In a sense, then, “Wind-up Bird” is a classic love triangle, but it has been made archetypal: the defiled is fought over between the defiler and the purifier. Because of its reduction to the archetypal, all defiled characters are functionally the same, and all defilers are functionally the same.

In my last post on the Wind-Up Bird, I sketched the novel in broad terms, observing its circular structure. There is plenty more to this book, including, as Salfen observes, the problem of evil.

While I would usually resist lumping characters together in broad categories, as Salfen has done, it makes sense in The Wind-Up Bird given its similarities between characters. ‘Archetype’ is an accurate word for the broad, shared existence of the characters both present and past.

Something else that needs to be covered is how these archetypes determine the characters’ behavior. At one point in the novel, Nutmeg describes the lack of control she has over her own life this way:

“I feel as if my every move is being controlled by some kind of incredibly long arm that’s reaching out from somewhere far away, and that my life has been nothing more than a convenient passageway for all these things moving throught it” (503).

But that’s for another day—or the comment section.



Mar 23

Book Notes: The Wind-Up Bird Chronicle by Haruki Murakami

Here are a few rough thoughts about the novel:

The Wind-Up Bird Chronicle is the first book I have read by Haruki Murakami. I can say that it was the fastest 600+ book I have ever read. I appreciated its combination of entertaining plot points and ambiguous literary scenes.

If I had to sum up the book in a sentence, I would say it is a series of circles. I felt like I was reading the same story over and over (although the book was not monotonous at all—which speaks to Murakami’s mastery of the subtle). But I was never able to predict what would happen next—but after something happened, I often thought, “Of course!”

What I mean by a series of circles is that many of the novel’s characters live the same existence—not that they share experiences, but that they encounter the same psychological and emotional challenges: three of the characters spend time in the bottom of a well; multiple characters describe themselves as somehow “defiled”; multiple characters carry out violence via baseball bat; multiple characters have blue patches on their cheeks, see the wind-up bird (and describe it in those words) and dress well.

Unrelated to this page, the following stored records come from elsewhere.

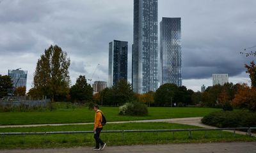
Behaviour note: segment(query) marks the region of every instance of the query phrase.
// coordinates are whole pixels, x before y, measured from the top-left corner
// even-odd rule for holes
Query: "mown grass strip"
[[[0,129],[0,132],[43,132],[74,131],[92,130],[92,125],[43,126],[34,127],[15,127]],[[109,124],[104,130],[125,129],[193,129],[196,126],[167,122]],[[254,137],[236,135],[228,132],[193,131],[191,138],[186,132],[135,132],[124,133],[102,133],[100,137],[108,145],[124,145],[134,144],[194,143],[213,142],[251,142],[256,141]],[[4,136],[0,141],[0,149],[17,148],[56,148],[77,146],[93,147],[95,144],[93,133],[60,134],[47,135]]]
[[[134,117],[118,115],[118,107],[102,107],[108,122],[138,120],[145,119],[173,119],[204,117],[211,112],[220,110],[210,108],[150,107],[148,116]],[[93,110],[88,107],[75,109],[57,109],[52,112],[1,112],[0,125],[24,125],[55,123],[93,122]]]

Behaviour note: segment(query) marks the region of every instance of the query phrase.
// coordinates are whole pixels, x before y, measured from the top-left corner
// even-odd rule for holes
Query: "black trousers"
[[[96,133],[94,133],[94,138],[95,139],[95,142],[96,142],[96,148],[100,148],[100,143],[101,145],[104,145],[104,142],[102,140],[100,140],[100,131],[102,129],[102,127],[100,128],[97,128],[96,129]]]

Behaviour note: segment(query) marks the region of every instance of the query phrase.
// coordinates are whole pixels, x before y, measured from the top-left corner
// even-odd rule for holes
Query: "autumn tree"
[[[237,108],[246,108],[256,111],[256,87],[243,84],[237,91],[232,105]]]
[[[41,97],[46,96],[52,101],[63,100],[68,93],[70,65],[67,52],[58,45],[51,45],[36,63],[33,88]]]
[[[92,101],[93,90],[87,83],[85,76],[80,75],[75,85],[70,88],[70,94],[72,102],[90,102]]]
[[[12,85],[13,82],[10,76],[0,75],[0,98],[6,96],[8,89],[12,88]]]

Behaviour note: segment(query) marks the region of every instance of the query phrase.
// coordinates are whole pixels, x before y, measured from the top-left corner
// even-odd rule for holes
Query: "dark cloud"
[[[162,17],[181,17],[183,78],[244,73],[244,63],[253,58],[239,52],[256,45],[255,6],[254,0],[159,1],[159,22]],[[129,42],[131,80],[132,38],[132,0],[0,1],[0,74],[8,71],[6,65],[22,66],[28,71],[29,87],[37,59],[56,44],[70,57],[73,83],[79,75],[92,77],[98,63],[93,80],[107,81],[108,43],[113,40]]]

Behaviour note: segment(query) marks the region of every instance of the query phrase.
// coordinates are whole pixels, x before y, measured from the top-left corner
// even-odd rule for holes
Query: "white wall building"
[[[228,83],[228,74],[212,74],[212,85]]]

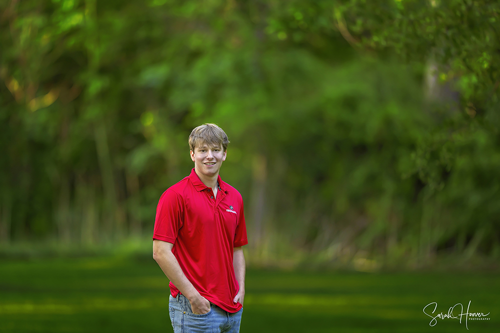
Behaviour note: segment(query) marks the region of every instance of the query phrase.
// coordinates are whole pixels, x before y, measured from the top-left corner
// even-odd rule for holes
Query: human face
[[[198,176],[216,177],[222,162],[226,160],[227,152],[224,151],[222,145],[212,146],[202,143],[190,151],[191,159],[194,162],[194,171]]]

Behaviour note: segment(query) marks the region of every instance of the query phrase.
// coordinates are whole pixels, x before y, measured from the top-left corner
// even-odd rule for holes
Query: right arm
[[[189,300],[192,313],[202,315],[210,311],[210,302],[200,294],[182,272],[172,253],[174,244],[159,240],[153,240],[153,259],[163,273],[178,289]]]

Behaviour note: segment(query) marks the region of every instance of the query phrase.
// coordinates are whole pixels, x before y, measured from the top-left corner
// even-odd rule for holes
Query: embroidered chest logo
[[[236,214],[236,212],[235,212],[234,211],[232,210],[233,210],[233,208],[232,208],[232,206],[229,206],[229,208],[230,208],[229,209],[226,209],[226,212],[229,212],[230,213],[234,213],[234,214]]]

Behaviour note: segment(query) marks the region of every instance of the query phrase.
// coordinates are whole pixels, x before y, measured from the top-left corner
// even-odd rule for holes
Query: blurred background
[[[365,291],[387,272],[408,274],[390,275],[397,284],[460,272],[458,289],[488,285],[476,291],[500,310],[488,285],[500,263],[499,13],[487,0],[0,0],[4,324],[20,332],[16,316],[38,308],[20,291],[42,293],[56,272],[76,275],[58,283],[67,294],[76,272],[108,290],[122,285],[106,270],[150,269],[120,288],[168,293],[150,257],[156,206],[189,174],[188,137],[206,122],[229,137],[220,175],[245,202],[249,274],[262,283],[248,283],[249,314],[282,299],[286,277],[286,294],[304,278],[283,272],[304,271],[318,293],[340,272],[337,285]],[[25,289],[44,269],[47,284]],[[348,282],[358,274],[368,280]],[[468,301],[448,296],[444,312]],[[404,320],[432,329],[430,298]],[[40,313],[71,313],[48,305],[66,301]],[[26,332],[46,332],[42,322]]]

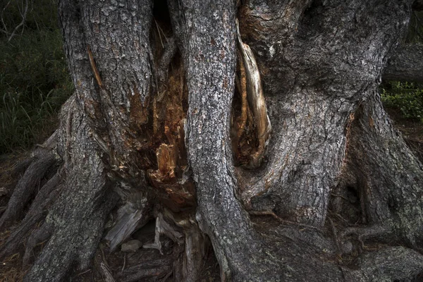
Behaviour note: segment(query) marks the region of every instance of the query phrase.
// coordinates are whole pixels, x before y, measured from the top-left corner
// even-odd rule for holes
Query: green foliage
[[[410,83],[390,82],[382,88],[381,98],[386,107],[401,111],[404,117],[423,123],[423,87]]]
[[[23,30],[10,42],[10,32],[0,37],[0,154],[40,142],[73,92],[54,2],[29,2],[37,6],[28,13]],[[10,13],[4,15],[9,31],[22,20],[13,6],[17,3],[11,1]]]

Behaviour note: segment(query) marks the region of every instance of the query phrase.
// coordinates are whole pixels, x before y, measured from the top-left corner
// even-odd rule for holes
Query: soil
[[[423,123],[419,121],[404,118],[400,114],[399,110],[394,109],[386,109],[391,118],[393,120],[394,126],[400,132],[405,142],[415,152],[415,155],[423,162]],[[13,152],[0,156],[0,216],[4,211],[10,195],[13,192],[17,180],[19,179],[19,175],[25,170],[25,166],[20,168],[17,164],[27,158],[29,152]],[[10,230],[0,231],[0,247],[6,242],[11,231],[18,226],[18,223],[13,226]],[[142,240],[142,243],[149,243],[154,240],[154,234],[152,232],[151,226],[147,226],[134,233],[129,240],[137,239]],[[164,252],[171,255],[171,257],[176,257],[180,255],[183,251],[182,246],[178,246],[173,244],[170,240],[162,238],[162,245],[164,246]],[[34,257],[37,257],[38,253],[42,250],[44,243],[40,244],[35,250]],[[101,249],[101,248],[100,248]],[[15,282],[21,281],[30,266],[22,267],[21,258],[25,250],[24,244],[22,245],[22,250],[19,253],[15,254],[4,261],[0,262],[0,282]],[[99,264],[102,257],[108,262],[110,271],[114,276],[118,277],[120,273],[124,271],[136,269],[137,265],[145,263],[147,260],[151,262],[156,261],[159,262],[163,261],[162,258],[167,256],[161,256],[159,252],[152,249],[140,249],[138,251],[133,253],[124,253],[120,251],[120,247],[113,252],[107,251],[107,247],[104,246],[104,251],[99,251],[94,259],[94,266],[86,271],[78,271],[69,274],[69,280],[72,281],[92,282],[104,281],[99,271],[96,269]],[[204,271],[202,271],[201,282],[214,282],[220,281],[219,264],[211,247],[207,250],[207,260],[204,262]],[[96,263],[96,262],[97,263]],[[152,279],[148,281],[173,281],[172,262],[170,263],[169,273],[163,274],[159,276],[152,276]],[[116,280],[118,281],[118,280]],[[131,280],[134,281],[141,280]],[[146,281],[142,279],[142,281]]]

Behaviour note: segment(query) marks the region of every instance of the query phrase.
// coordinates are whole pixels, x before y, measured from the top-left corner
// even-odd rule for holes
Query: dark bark
[[[200,281],[209,239],[222,281],[410,281],[423,271],[423,168],[377,87],[382,74],[420,79],[396,49],[412,2],[61,0],[76,93],[1,218],[18,219],[0,255],[39,223],[24,262],[48,243],[27,281],[93,257],[109,281]],[[243,44],[262,88],[237,59]],[[144,247],[117,248],[154,218]]]

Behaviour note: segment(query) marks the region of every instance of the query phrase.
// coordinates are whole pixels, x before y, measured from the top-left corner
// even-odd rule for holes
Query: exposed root
[[[130,205],[127,203],[125,206]],[[142,227],[150,219],[147,212],[149,207],[145,206],[143,209],[137,209],[127,212],[125,206],[123,206],[118,212],[118,219],[115,225],[109,231],[104,239],[110,242],[110,250],[126,240],[137,228]]]
[[[54,155],[44,150],[44,155],[34,161],[27,168],[22,178],[13,190],[8,203],[7,209],[0,219],[0,228],[6,227],[11,221],[19,219],[26,204],[30,202],[40,180],[47,176],[51,170],[55,169],[57,163]]]
[[[172,258],[145,262],[141,264],[128,267],[117,276],[117,281],[133,282],[147,277],[161,278],[172,271]]]
[[[238,46],[241,51],[241,56],[247,78],[247,97],[250,108],[254,116],[257,140],[259,140],[257,151],[251,156],[251,160],[248,164],[248,166],[252,168],[259,166],[262,163],[265,153],[265,147],[270,137],[271,125],[270,124],[270,119],[267,115],[267,107],[262,88],[259,68],[252,51],[241,39],[238,20],[236,27]]]
[[[31,228],[46,216],[46,207],[56,199],[61,190],[58,187],[61,181],[61,176],[56,173],[42,188],[25,219],[18,228],[9,236],[3,249],[0,249],[0,257],[5,257],[16,252],[20,247],[25,235]]]
[[[154,235],[154,242],[151,244],[145,244],[142,247],[146,249],[157,249],[161,254],[163,255],[161,250],[161,243],[160,242],[160,235],[166,235],[168,238],[171,239],[173,242],[177,243],[178,245],[182,244],[183,235],[178,231],[175,228],[172,227],[163,218],[163,214],[159,213],[156,219],[156,231]]]
[[[13,233],[9,235],[6,243],[0,250],[0,258],[4,258],[18,251],[21,247],[21,243],[23,241],[25,235],[32,228],[32,227],[45,216],[43,213],[39,213],[28,218],[25,218],[25,223],[19,225],[19,227],[13,231]]]
[[[31,234],[27,242],[25,254],[23,255],[23,264],[24,265],[30,264],[30,258],[32,250],[38,244],[47,240],[53,232],[53,228],[51,224],[44,222],[42,226]]]

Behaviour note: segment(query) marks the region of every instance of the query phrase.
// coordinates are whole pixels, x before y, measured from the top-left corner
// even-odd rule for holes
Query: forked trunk
[[[200,281],[209,241],[221,281],[414,278],[423,168],[378,94],[412,2],[61,0],[76,93],[0,224],[23,212],[39,164],[56,173],[49,201],[0,255],[39,222],[25,262],[49,241],[27,281],[93,257],[106,281]],[[152,219],[154,241],[125,245],[143,245],[127,265],[116,248]]]

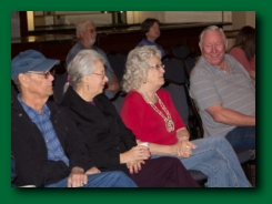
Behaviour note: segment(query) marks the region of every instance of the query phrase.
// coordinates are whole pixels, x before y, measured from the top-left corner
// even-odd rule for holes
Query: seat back
[[[112,70],[114,71],[115,75],[121,82],[125,70],[127,54],[110,52],[107,54],[107,57],[111,64]]]
[[[111,100],[112,104],[115,106],[118,113],[120,114],[124,98],[125,98],[127,93],[120,91],[118,92],[114,98]]]
[[[189,54],[184,60],[185,74],[189,80],[190,80],[190,73],[195,65],[195,61],[197,61],[195,55],[192,53]]]
[[[190,49],[185,44],[175,44],[172,47],[172,52],[175,58],[185,59],[188,54],[190,54]]]

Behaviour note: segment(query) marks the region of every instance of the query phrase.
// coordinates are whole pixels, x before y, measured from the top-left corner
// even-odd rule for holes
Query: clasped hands
[[[87,172],[84,172],[84,170],[81,167],[73,167],[68,177],[67,186],[68,187],[82,187],[88,182],[87,175],[95,174],[95,173],[100,173],[100,170],[98,170],[95,166],[91,167]]]
[[[175,144],[177,147],[177,157],[189,157],[192,154],[192,150],[198,146],[190,142],[187,137],[179,140]]]
[[[144,160],[151,156],[151,153],[147,146],[138,145],[133,146],[130,151],[125,152],[127,167],[130,173],[138,173],[141,170],[141,165],[144,164]]]

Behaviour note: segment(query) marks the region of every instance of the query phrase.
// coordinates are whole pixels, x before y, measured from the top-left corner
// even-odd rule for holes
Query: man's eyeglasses
[[[40,74],[43,75],[46,79],[49,79],[50,75],[54,76],[54,70],[49,70],[46,72],[36,72],[36,71],[28,71],[27,73]]]
[[[105,76],[105,73],[92,73],[92,74],[101,75],[102,79],[104,79],[104,76]]]
[[[151,68],[159,70],[160,68],[164,69],[165,65],[164,64],[157,64],[157,65],[152,65]]]
[[[85,30],[85,31],[89,31],[90,33],[94,33],[94,32],[97,32],[97,30],[95,30],[95,29],[89,29],[89,30]]]

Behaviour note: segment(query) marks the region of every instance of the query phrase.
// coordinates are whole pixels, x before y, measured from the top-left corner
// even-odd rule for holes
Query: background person
[[[243,27],[238,32],[235,43],[229,54],[244,67],[255,83],[255,29],[250,26]]]
[[[190,76],[190,94],[199,106],[204,136],[225,136],[233,147],[255,149],[255,86],[245,69],[225,54],[222,29],[200,34],[202,57]]]
[[[11,150],[16,186],[135,187],[122,172],[100,173],[84,137],[53,101],[51,68],[58,60],[27,50],[11,61],[19,94],[11,104]]]
[[[155,45],[161,51],[161,55],[165,55],[164,49],[155,43],[155,40],[161,35],[159,20],[151,18],[145,19],[141,24],[141,33],[143,40],[137,47]]]
[[[198,187],[178,159],[148,160],[149,149],[137,145],[135,136],[102,94],[108,81],[104,62],[95,51],[80,51],[68,65],[71,85],[66,85],[69,88],[62,101],[87,139],[95,166],[102,172],[123,171],[139,187]]]
[[[114,74],[105,53],[103,50],[94,45],[97,41],[97,28],[94,23],[91,20],[88,19],[82,19],[77,23],[77,38],[79,41],[74,47],[69,51],[67,55],[67,65],[70,63],[70,61],[73,59],[73,57],[81,50],[84,49],[92,49],[95,50],[98,53],[103,55],[105,58],[105,74],[109,79],[107,82],[107,85],[104,88],[104,94],[109,98],[112,99],[114,94],[119,91],[120,85],[119,85],[119,80],[117,75]]]
[[[149,142],[154,156],[172,155],[188,170],[208,175],[208,187],[249,187],[244,172],[230,143],[222,136],[189,141],[164,84],[161,52],[145,45],[128,55],[123,76],[124,99],[121,118],[140,142]],[[170,68],[171,69],[171,68]]]

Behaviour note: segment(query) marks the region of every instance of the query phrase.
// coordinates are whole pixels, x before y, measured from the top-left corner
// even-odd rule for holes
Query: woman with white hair
[[[250,187],[241,164],[221,136],[190,142],[189,132],[175,110],[164,84],[161,52],[145,45],[132,50],[123,75],[124,99],[121,118],[139,144],[149,142],[152,157],[179,157],[188,170],[208,175],[208,187]]]
[[[140,187],[198,187],[178,159],[149,160],[150,151],[138,145],[111,101],[102,94],[108,81],[104,58],[93,50],[80,51],[68,65],[62,105],[84,135],[99,171],[120,170]]]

It’s a novel of endless repetition. In the words of the novel, “the world [is] like a revolving door…which section you ended up in was just a matter of where your foot happened to fall” (411). There is a connection between the ‘unreal’ world of the unconscious—both individual and collective—and the physical world.

The rotating door of the novel passes through the real and the unreal. Characters make the jump from the physical to the non-physical world and it becomes harder to distinguish between the two. The novel’s use of Okada’s wet dreams are a great illustration of this conflation: Okada’s wet dreams, like anyone’s, blur the lines between the dream world and the physical. The stimulus is emotional or psychological, but the response is in the physical world, and Okada takes a shower.

Okada, stating his intention to get his wife back (who left him), combines the physical with the figurative. Claiming that “With [his] own hands, pull her back into this world.” (338). The word “world” is a good term to use in describing the different levels of reality—it’s the word the novel uses endlessly. I was actually surprised that Murakami came right out with this idea. Multiple characters end up speaking the same way and using the same words. While this similarity bothers some, accusing Murakami of carelessness, I think it contributes to the idea that every character is living the same existence.

In one of my favorite passages, on page 444, Nutmeg is discussing Cinammon’s loss of speech: “His words were swallowed up by the world of stories. Something that came out of those stories snatched his tongue away. And a few years later, the same thing killed my husband” (444). Here, the figurative world of the story, of the myth, is something physically dangerous. Just as the wet dream prompts a response in the physical world, the narrative prompts an equally visceral response. In the end, Okada’s imagined reality is just as important—if not more—than the physical reality.